0
votes

I am using partykit:ctree to explore my dataset, which is a set of about 15,000 beach surveys, investigating the number of pieces of debris found from 50 different categories. There are lots of zeros in the data, and a large spread of total debris amounts. I also have a series of independent variables, including some factors, some count data, and some continuous data.

Here is a very small sample dataset:

Counts<- as.data.frame(matrix (rpois(100,1), ncol=5))
colnames(Counts)<-c("Glass", "HardPlastic", "SoftPlastic", "PlasticBag", "Fragments")
State<-rep(c("CA","OR","WA"), each=6)
Counts$State<-c(State,"CA","OR")
County<-rep((1:9), each=2)
Counts$County<-c(County, 1,4)
Counts$Distance<-c(10, 15, 13, 19, 18, 23, 38, 40, 49, 44, 47, 45, 52, 53, 55, 59, 51, 53, 14, 33)
Year<-rep(c("2010","2011","2012"), times=7)
Counts$Year<-Year[1:20]

I have used the following code to partition my data:

M.2<-ctree(Glass + HardPlastic + SoftPlastic + PlasticBag + Fragments ~ 
         as.factor (State) + as.factor (County) + Distance + as.factor (Year), data=Counts)
plot(M.2, terminal_panel = node_barplot, cex = 0.5)

This comes up with a lovely graph, but how do I extract the membership of each of the terminal nodes? I can see it in the graph if there are only a few items, but once the number of possible categories increases to 50, it becomes much harder to look at it graphically. I would like to see the information contained within the nodes; particularly the relative probabilities of each individual category being contained in each terminal node.

I know that if this were a BinaryTree class, I could use the nodes argument, but when I query the class(M.2) it tells me it is from the constaparty class, and I haven't been able to find how to get node information from this class.

I have also run into a secondary problem, which is that when I run the ctree on my sample data set, it crashes R every time! It works fine with my actual data set, but I can't figure out what is wrong with the sample set.
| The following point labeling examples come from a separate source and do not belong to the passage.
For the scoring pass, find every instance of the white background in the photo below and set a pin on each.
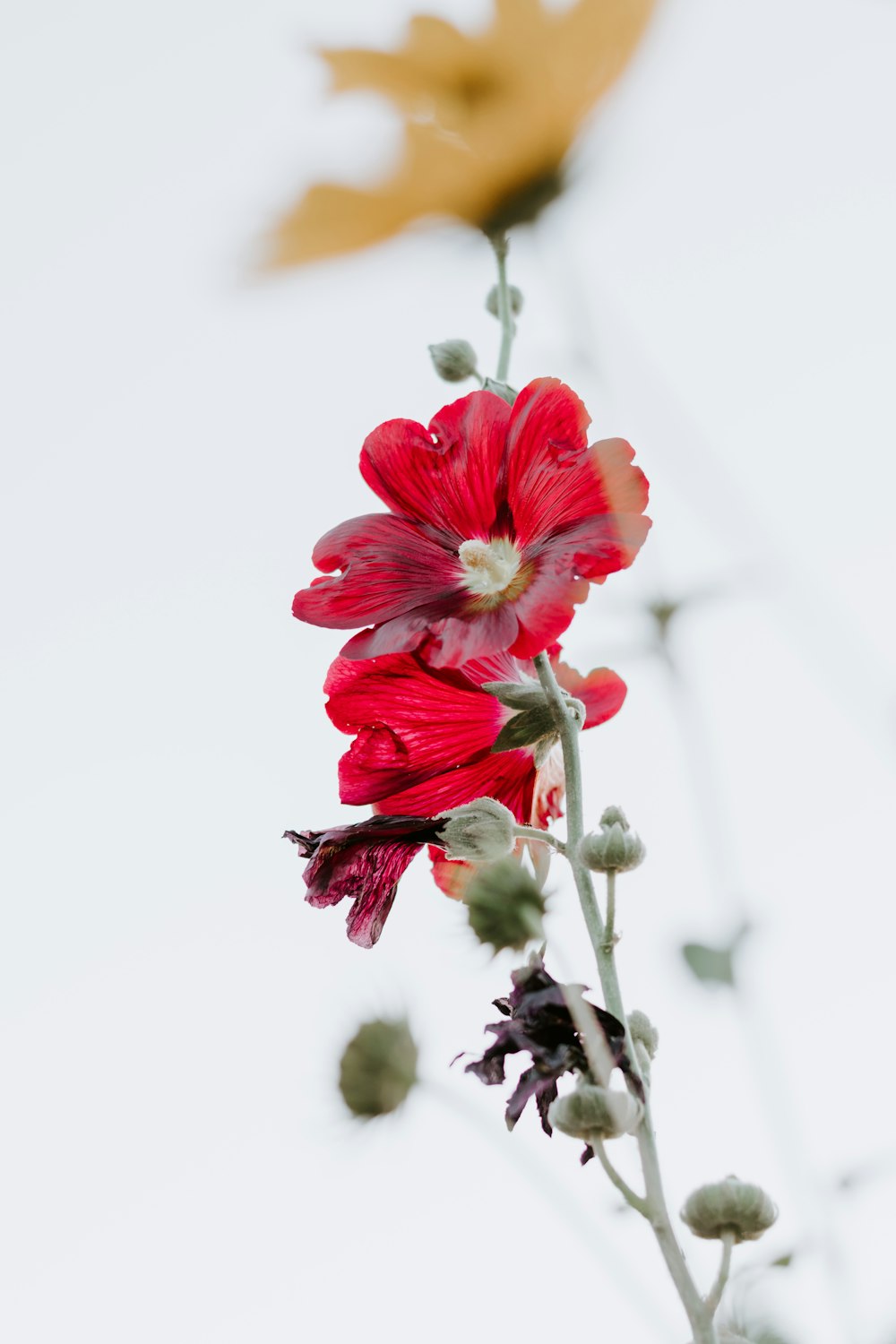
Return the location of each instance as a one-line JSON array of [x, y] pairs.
[[720, 288]]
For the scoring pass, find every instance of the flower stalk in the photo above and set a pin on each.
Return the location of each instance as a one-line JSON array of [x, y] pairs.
[[713, 1296], [500, 245], [654, 1203]]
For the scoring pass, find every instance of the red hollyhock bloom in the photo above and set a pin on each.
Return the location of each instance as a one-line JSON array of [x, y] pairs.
[[424, 738], [500, 519], [363, 862]]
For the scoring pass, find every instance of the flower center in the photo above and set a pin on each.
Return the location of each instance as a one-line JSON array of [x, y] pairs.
[[489, 566]]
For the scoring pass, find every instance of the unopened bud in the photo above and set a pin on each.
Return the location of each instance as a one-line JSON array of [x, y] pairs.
[[481, 831], [611, 849], [501, 390], [591, 1113], [378, 1069], [514, 296], [452, 360], [616, 847], [504, 906], [643, 1032], [729, 1207]]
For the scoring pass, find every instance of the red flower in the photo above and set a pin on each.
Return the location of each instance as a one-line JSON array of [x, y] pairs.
[[501, 516], [424, 738], [363, 862]]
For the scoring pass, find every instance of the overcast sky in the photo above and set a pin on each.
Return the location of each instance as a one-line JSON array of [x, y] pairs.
[[719, 287]]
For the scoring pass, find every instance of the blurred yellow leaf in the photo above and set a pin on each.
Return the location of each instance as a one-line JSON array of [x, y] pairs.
[[489, 120]]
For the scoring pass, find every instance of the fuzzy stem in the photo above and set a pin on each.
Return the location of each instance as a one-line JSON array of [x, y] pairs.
[[622, 1185], [508, 328], [713, 1296], [535, 833], [608, 930], [657, 1211]]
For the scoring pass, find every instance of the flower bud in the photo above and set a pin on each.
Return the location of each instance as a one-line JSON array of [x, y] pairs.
[[378, 1069], [481, 831], [731, 1207], [591, 1113], [616, 847], [452, 360], [643, 1032], [504, 906], [514, 296], [501, 390]]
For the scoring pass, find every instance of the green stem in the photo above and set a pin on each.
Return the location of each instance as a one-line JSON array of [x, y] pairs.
[[608, 929], [713, 1296], [505, 314], [659, 1214], [533, 833], [622, 1185]]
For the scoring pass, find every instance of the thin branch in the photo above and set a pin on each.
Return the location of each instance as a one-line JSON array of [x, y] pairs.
[[713, 1296], [622, 1185]]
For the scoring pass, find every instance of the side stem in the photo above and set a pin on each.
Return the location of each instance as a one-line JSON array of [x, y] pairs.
[[505, 314], [713, 1296], [656, 1203]]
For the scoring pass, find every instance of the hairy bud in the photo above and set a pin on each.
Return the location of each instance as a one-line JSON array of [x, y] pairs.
[[501, 390], [378, 1069], [516, 300], [591, 1113], [533, 723], [504, 906], [729, 1207], [616, 847], [479, 831], [643, 1032], [452, 360]]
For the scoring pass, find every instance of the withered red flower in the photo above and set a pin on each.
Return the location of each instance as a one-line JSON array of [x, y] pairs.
[[538, 1021], [500, 518], [365, 863], [425, 736]]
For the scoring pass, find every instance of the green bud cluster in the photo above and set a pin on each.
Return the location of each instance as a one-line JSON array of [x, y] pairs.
[[514, 296], [479, 831], [595, 1113], [452, 360], [533, 723], [378, 1069], [643, 1032], [504, 906], [729, 1207], [616, 847]]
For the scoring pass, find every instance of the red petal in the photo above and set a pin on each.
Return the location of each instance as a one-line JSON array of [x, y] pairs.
[[452, 875], [547, 607], [600, 691], [554, 478], [389, 569], [461, 639], [506, 776], [411, 722], [452, 483], [367, 871]]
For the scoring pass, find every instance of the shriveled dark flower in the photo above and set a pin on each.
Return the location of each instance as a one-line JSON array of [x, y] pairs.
[[363, 862], [538, 1023]]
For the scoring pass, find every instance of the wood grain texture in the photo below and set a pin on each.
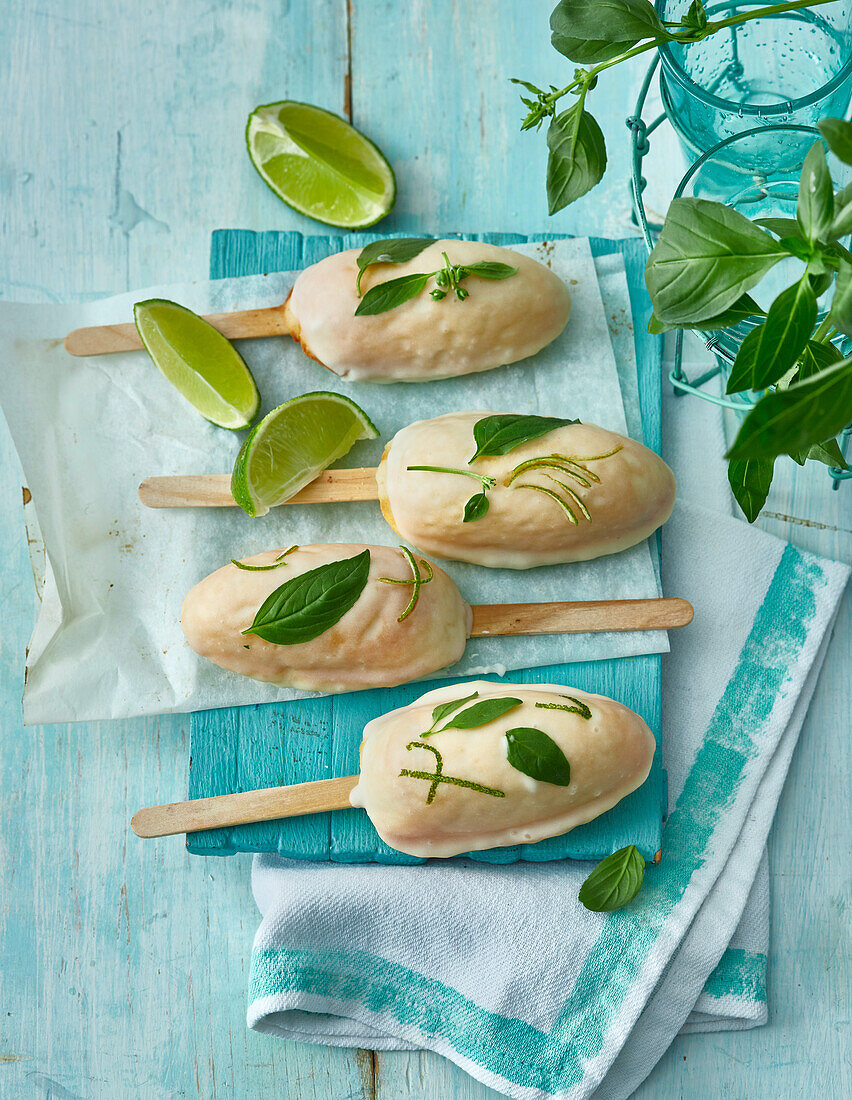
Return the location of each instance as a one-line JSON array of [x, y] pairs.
[[124, 965], [213, 491], [241, 325]]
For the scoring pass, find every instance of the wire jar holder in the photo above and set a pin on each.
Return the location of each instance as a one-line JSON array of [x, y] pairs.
[[722, 344]]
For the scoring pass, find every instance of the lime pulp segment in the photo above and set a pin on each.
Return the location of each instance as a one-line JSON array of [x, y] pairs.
[[320, 165]]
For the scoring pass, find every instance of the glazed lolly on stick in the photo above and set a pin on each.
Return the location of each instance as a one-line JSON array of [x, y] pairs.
[[341, 617], [500, 321], [473, 766], [543, 491]]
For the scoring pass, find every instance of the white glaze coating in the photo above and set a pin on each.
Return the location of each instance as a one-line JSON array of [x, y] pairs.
[[501, 321], [366, 648], [522, 527], [609, 754]]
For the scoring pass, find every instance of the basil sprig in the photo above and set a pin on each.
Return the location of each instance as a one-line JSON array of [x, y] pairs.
[[386, 296], [615, 881], [308, 605], [396, 250], [537, 755], [500, 433]]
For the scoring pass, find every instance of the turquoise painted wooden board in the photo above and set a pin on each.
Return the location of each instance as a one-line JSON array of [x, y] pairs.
[[242, 748]]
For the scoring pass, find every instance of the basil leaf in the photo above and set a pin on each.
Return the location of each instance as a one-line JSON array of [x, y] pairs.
[[741, 310], [537, 755], [750, 481], [593, 31], [443, 708], [772, 349], [476, 507], [500, 433], [841, 304], [480, 713], [788, 420], [838, 134], [488, 268], [615, 881], [816, 206], [696, 17], [577, 157], [310, 604], [397, 250], [707, 257], [385, 296]]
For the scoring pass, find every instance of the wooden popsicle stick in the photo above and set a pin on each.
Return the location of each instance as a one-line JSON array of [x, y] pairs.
[[581, 616], [213, 491], [104, 339], [245, 807]]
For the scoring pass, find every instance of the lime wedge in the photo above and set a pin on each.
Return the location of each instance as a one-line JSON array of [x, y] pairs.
[[320, 165], [199, 362], [292, 444]]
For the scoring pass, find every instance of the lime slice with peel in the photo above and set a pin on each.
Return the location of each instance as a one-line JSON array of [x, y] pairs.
[[199, 362], [292, 444], [320, 165]]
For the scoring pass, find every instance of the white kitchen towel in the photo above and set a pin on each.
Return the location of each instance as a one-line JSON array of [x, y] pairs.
[[500, 968]]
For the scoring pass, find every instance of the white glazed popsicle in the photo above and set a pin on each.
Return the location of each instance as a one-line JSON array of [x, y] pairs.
[[602, 493], [366, 648], [500, 322], [482, 799]]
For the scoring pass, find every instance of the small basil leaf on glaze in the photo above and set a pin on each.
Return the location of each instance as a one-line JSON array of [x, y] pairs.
[[488, 268], [537, 755], [385, 296], [476, 507], [615, 881], [480, 713], [308, 605], [500, 433], [395, 251], [443, 708]]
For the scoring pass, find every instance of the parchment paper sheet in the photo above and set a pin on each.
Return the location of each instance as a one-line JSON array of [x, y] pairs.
[[108, 642]]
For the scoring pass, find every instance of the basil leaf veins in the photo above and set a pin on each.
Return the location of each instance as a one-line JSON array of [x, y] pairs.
[[537, 755], [500, 433], [615, 881], [309, 604], [395, 251]]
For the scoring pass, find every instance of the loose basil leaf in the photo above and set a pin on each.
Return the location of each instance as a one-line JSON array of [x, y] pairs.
[[443, 708], [788, 420], [841, 304], [838, 134], [750, 481], [394, 251], [577, 157], [476, 507], [696, 17], [594, 31], [310, 604], [816, 206], [741, 310], [385, 296], [706, 259], [480, 713], [488, 268], [615, 881], [773, 348], [537, 755], [500, 433]]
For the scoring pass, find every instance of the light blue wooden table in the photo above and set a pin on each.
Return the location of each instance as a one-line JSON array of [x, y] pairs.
[[123, 965]]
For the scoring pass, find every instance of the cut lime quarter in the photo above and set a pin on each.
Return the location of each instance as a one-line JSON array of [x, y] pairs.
[[199, 362], [320, 165], [292, 444]]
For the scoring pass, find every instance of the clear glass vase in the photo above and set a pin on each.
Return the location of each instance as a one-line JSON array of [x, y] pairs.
[[792, 68]]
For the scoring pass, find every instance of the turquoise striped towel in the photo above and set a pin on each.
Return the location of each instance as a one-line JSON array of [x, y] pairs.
[[499, 967]]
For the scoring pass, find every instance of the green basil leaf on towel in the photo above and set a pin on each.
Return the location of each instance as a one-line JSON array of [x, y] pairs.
[[310, 604]]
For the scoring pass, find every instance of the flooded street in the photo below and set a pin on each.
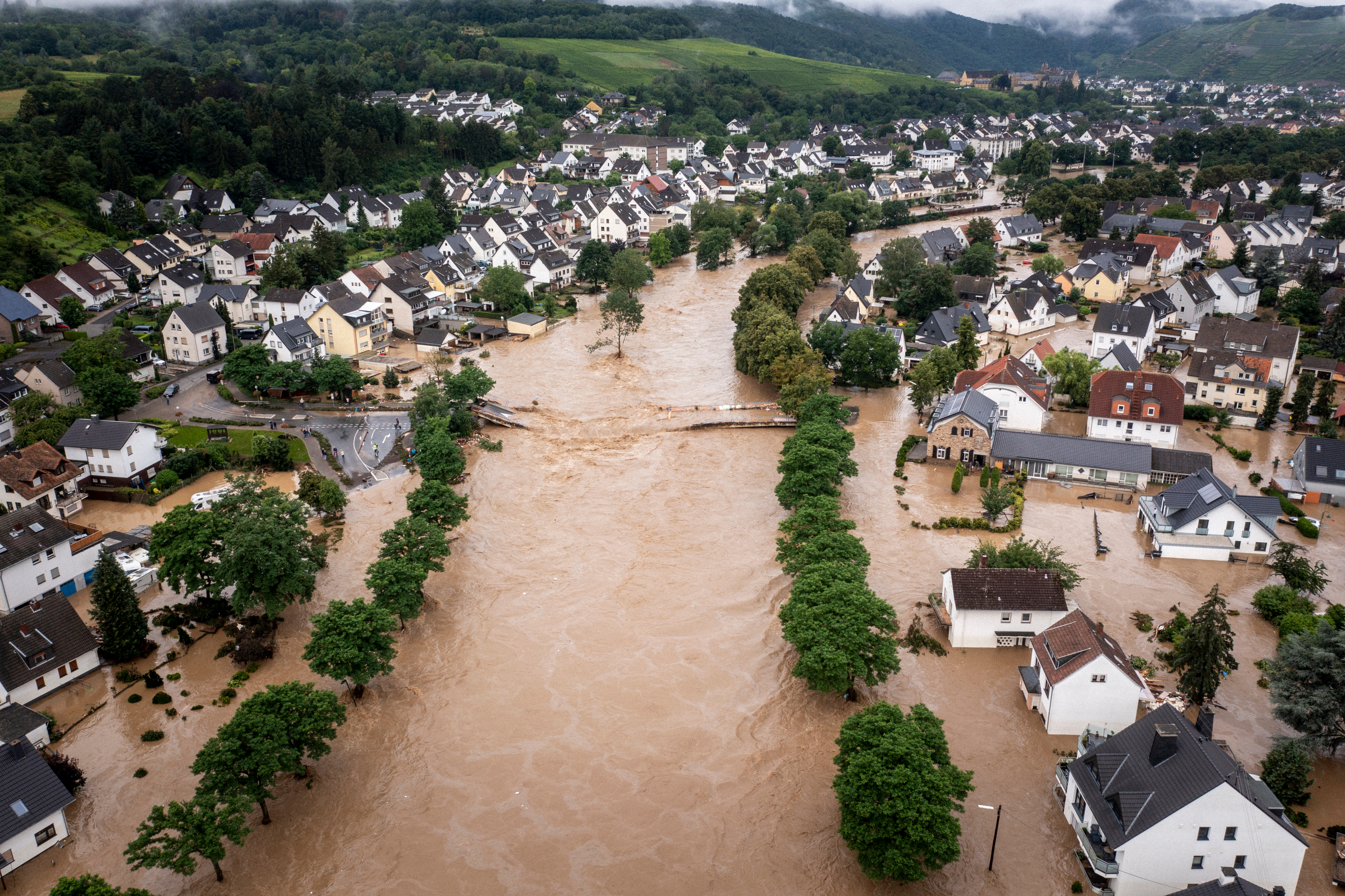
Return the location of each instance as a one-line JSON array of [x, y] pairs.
[[598, 699]]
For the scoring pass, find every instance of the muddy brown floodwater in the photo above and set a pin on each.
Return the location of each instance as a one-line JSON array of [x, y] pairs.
[[598, 699]]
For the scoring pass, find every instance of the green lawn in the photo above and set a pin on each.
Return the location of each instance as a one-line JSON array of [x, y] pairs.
[[615, 64], [240, 442]]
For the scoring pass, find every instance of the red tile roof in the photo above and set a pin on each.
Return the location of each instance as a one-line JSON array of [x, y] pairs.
[[1113, 388]]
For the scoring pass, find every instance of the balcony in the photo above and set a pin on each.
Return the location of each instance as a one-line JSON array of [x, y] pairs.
[[1098, 855]]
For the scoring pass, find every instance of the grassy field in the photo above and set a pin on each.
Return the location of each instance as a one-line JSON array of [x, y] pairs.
[[615, 64]]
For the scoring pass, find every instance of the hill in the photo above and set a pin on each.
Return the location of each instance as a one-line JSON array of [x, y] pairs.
[[619, 64], [1281, 45]]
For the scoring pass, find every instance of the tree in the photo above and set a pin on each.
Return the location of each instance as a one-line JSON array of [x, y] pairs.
[[1074, 373], [188, 543], [438, 504], [1288, 771], [173, 837], [1308, 685], [504, 288], [980, 262], [1274, 396], [1020, 554], [438, 453], [273, 732], [116, 610], [968, 349], [661, 252], [93, 886], [270, 555], [716, 248], [594, 263], [1206, 653], [72, 313], [869, 358], [899, 790], [981, 231], [1297, 571], [352, 644], [1302, 400], [1048, 263]]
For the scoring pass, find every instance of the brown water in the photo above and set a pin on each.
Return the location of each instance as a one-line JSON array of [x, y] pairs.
[[599, 700]]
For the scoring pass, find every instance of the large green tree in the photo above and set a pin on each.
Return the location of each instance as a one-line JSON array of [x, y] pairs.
[[174, 837], [1206, 652], [116, 610], [899, 790], [352, 644]]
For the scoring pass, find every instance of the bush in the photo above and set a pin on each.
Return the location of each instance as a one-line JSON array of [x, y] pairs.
[[1274, 602]]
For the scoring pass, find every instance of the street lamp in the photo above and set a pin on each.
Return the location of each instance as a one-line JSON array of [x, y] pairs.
[[996, 839]]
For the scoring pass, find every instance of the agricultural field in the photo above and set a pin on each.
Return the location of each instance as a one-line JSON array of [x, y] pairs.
[[617, 64]]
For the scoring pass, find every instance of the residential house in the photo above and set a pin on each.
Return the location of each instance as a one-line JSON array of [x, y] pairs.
[[1122, 323], [294, 340], [1136, 407], [962, 430], [350, 326], [118, 453], [1023, 311], [1161, 804], [1016, 388], [1102, 462], [52, 377], [196, 336], [1203, 518], [44, 477], [1001, 607], [1274, 341], [1017, 231], [1317, 471], [1078, 676]]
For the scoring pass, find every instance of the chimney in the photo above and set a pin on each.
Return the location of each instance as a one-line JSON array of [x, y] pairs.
[[1206, 723], [1167, 739]]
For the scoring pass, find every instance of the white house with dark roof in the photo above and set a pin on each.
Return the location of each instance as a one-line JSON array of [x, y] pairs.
[[1001, 607], [1161, 805], [1203, 518], [118, 453], [1078, 676]]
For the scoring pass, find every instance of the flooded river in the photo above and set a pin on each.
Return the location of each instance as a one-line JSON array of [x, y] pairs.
[[598, 699]]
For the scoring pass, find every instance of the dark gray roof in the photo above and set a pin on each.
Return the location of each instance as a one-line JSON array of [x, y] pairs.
[[972, 403], [1133, 792], [1125, 357], [1323, 453], [1075, 451], [28, 780], [18, 720], [200, 317], [56, 633], [101, 434], [1182, 462]]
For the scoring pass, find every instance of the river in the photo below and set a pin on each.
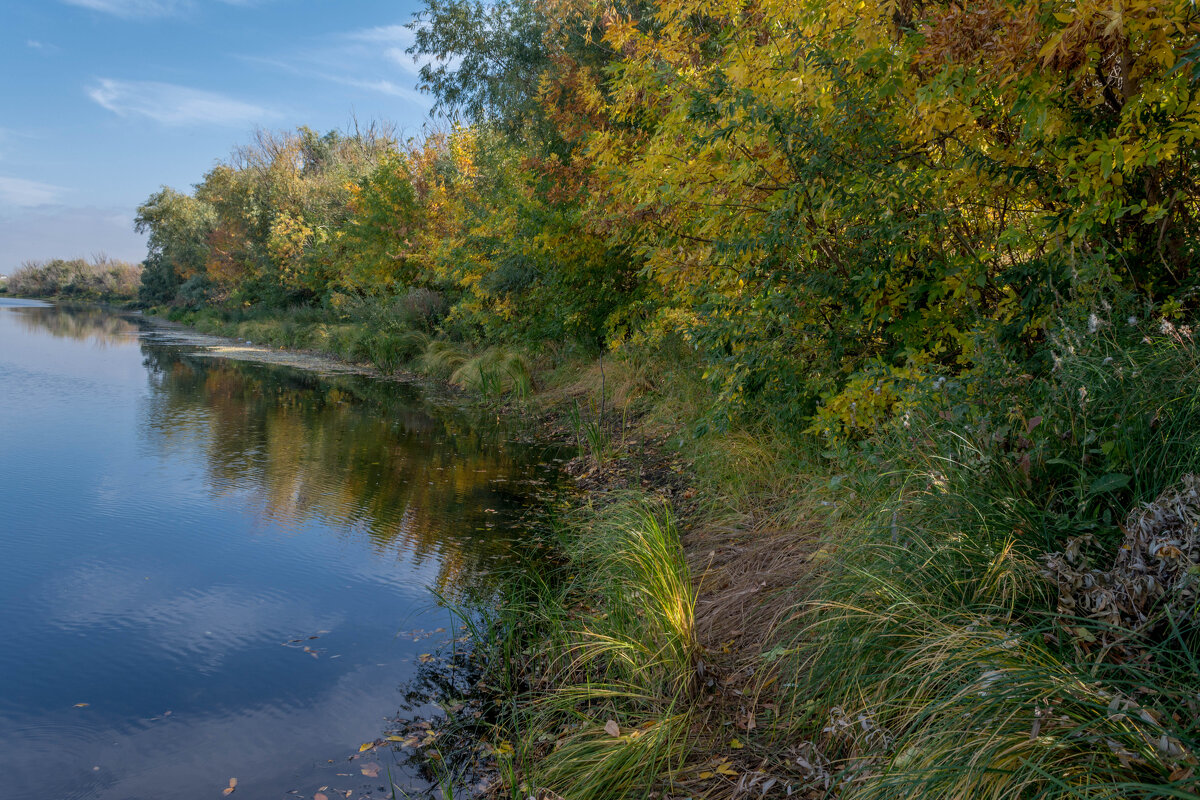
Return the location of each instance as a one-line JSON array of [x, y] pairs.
[[215, 570]]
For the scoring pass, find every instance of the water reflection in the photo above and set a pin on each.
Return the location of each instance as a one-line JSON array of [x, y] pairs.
[[82, 323], [367, 459], [173, 522]]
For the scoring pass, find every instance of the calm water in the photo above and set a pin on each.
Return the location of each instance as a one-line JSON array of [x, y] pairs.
[[169, 523]]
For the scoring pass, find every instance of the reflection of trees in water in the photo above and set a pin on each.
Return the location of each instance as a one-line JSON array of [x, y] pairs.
[[77, 323], [360, 456]]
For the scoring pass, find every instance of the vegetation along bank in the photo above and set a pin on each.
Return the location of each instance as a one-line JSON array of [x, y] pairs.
[[875, 324]]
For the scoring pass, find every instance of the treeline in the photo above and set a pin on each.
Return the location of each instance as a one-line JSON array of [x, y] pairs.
[[834, 203], [945, 252], [101, 278]]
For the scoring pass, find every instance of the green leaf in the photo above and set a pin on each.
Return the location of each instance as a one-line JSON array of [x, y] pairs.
[[1110, 482]]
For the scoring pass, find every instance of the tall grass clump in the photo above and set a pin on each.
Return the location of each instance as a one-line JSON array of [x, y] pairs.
[[599, 659], [943, 657], [495, 373]]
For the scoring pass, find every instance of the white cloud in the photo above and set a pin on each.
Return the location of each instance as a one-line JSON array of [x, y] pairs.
[[145, 8], [132, 8], [60, 230], [21, 193], [383, 86], [173, 104]]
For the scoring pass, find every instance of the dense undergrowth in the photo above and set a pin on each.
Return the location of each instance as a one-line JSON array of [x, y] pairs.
[[883, 307], [101, 280]]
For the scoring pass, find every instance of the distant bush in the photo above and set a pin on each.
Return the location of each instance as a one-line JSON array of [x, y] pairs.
[[101, 278]]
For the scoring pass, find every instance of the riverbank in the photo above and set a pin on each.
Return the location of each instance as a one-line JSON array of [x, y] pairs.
[[741, 612], [736, 535]]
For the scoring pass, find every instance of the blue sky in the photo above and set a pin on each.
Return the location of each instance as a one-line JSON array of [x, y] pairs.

EDIT: The desired output would be something along the lines of:

Node15:
Hard Plastic 30
Glass 5
Soft Plastic 23
Plastic Bag 6
Fragments 12

1
Until @Achim sorts this out, could you show your desired output maybe? I've written many similar function across the years that help me to complement the stuff I"m missing from the party package.David Arenburg
Hi @David, I've added a basic possible output...not formatted very prettily, but I guess it gets the point across?Alexandra

1 Answers

1
votes

I just e-mailed with the package maintainer (Torsten Hothorn) and principal author of ctree() to which such requests would really best be directed. (He currently does not participate in SO.) Apparently, this is a bug in the partykit version of ctree() and he is working on resolving this. For the time being it is best to use the old party version for this - and hopefully a fixed partykit version will become available soon.